ヒトリシズカの花は白いブラシのような花です。花だけみていると昔、理科室で見た試験管洗いのようか感じです。そういったら山仲間からデリカシーがないと言われました。
なにしろ花の名前が静御前からつけられたものですから。

静御前は源義経の恋人の白拍子です。さぞ美しい姿で舞ったのでしょうね。その静御前の美しさになぞらえてつけられた名前がヒトリシズカです。試験管洗いのブラシでは確かにデリカシーがない。一人とつくのは茎の先に一つの花をつけるからで、二つの花をつけるフタリシズカという花もあるそうです。

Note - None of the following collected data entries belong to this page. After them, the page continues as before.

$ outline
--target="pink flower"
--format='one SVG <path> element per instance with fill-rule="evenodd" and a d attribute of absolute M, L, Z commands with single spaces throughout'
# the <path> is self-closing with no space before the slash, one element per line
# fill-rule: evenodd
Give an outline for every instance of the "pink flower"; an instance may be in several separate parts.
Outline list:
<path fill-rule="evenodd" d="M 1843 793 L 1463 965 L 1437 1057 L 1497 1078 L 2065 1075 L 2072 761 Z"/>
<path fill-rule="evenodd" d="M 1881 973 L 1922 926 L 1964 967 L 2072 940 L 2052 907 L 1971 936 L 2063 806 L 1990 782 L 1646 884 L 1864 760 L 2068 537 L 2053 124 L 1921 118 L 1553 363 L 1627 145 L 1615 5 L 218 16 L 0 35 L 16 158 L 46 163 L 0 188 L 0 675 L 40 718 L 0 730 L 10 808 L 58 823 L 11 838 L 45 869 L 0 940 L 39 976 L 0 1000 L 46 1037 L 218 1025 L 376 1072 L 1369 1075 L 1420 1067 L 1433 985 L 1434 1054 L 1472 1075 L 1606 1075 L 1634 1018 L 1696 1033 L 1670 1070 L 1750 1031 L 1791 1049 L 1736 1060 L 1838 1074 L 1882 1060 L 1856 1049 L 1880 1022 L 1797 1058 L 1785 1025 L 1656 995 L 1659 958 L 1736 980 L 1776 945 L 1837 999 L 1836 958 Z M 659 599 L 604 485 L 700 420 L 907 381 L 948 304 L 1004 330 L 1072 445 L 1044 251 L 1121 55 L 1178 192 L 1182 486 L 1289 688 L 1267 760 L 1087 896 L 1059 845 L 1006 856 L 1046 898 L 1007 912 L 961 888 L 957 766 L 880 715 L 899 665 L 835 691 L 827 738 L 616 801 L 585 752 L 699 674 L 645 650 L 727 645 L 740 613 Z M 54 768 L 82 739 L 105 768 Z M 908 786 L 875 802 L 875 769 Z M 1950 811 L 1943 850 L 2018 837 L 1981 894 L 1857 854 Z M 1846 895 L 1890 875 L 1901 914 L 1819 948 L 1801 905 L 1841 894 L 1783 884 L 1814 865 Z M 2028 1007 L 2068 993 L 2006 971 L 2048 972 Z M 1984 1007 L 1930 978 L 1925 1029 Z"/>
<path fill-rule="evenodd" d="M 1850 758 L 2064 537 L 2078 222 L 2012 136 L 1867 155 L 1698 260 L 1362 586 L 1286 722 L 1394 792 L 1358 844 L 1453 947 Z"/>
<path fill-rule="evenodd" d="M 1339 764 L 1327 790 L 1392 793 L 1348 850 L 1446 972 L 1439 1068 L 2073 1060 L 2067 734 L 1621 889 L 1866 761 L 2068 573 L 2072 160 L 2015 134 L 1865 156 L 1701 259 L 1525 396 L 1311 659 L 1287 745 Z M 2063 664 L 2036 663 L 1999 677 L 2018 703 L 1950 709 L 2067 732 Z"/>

ヒトリシズカは山の斜面などに咲いています。残念ながら霧島ではあまり見かけたことがなく、私が見たのはもっぱら熊本の山々です。カタクリなどを訪ねて山行したときに登山道の横に咲いていたりしました。群生していることが多く、あの白いブラシのような花がニョキニョキと印象的です。

ヒトリシズカ

時に一本だけ咲いているヒトリシズカに出会うときがあります。ヒトリシズカは4枚を葉を同じところから出して、その上に白い花をつけます。そんなヒトリシズカの花は、まさに踊りを舞っているかのようです。

静御前のお話

静御前は悲運の女性です。義経が兄の頼朝に追われて落ちていくときに、吉野で義経から京に戻されますが、頼朝側に捕えられることになります。
その後、頼朝に白拍子の舞を命じられた静御前は、事もあろうに頼朝の前で義経を慕う歌を歌うのです。

しづやしづ しづのをだまき くり返し 昔を今に なすよしもがな
吉野山 峰の白雪 ふみわけて 入りにし人の 跡ぞ恋しき

吉野山に入りし人は、もちろん義経ですね。敵将の前で、なんという豪胆さでしょうか。居並ぶ武将たちも、さぞびっくりしたことでしょう。
ただ、この時、静御前は義経の子供を身籠っていました。頼朝は生まれた子供が女なら助けるが、男だったら殺すと命じます。頼朝の生い立ちを考えると当然かもしれません。頼朝自身も父、義朝が平治の乱で敗れ伊豆へ流されてのち平氏討伐の兵をあげたのですから。はたして生まれた子供は男子で海に沈められることになります。彼女の哀しみは如何ほどのものだったでしょう。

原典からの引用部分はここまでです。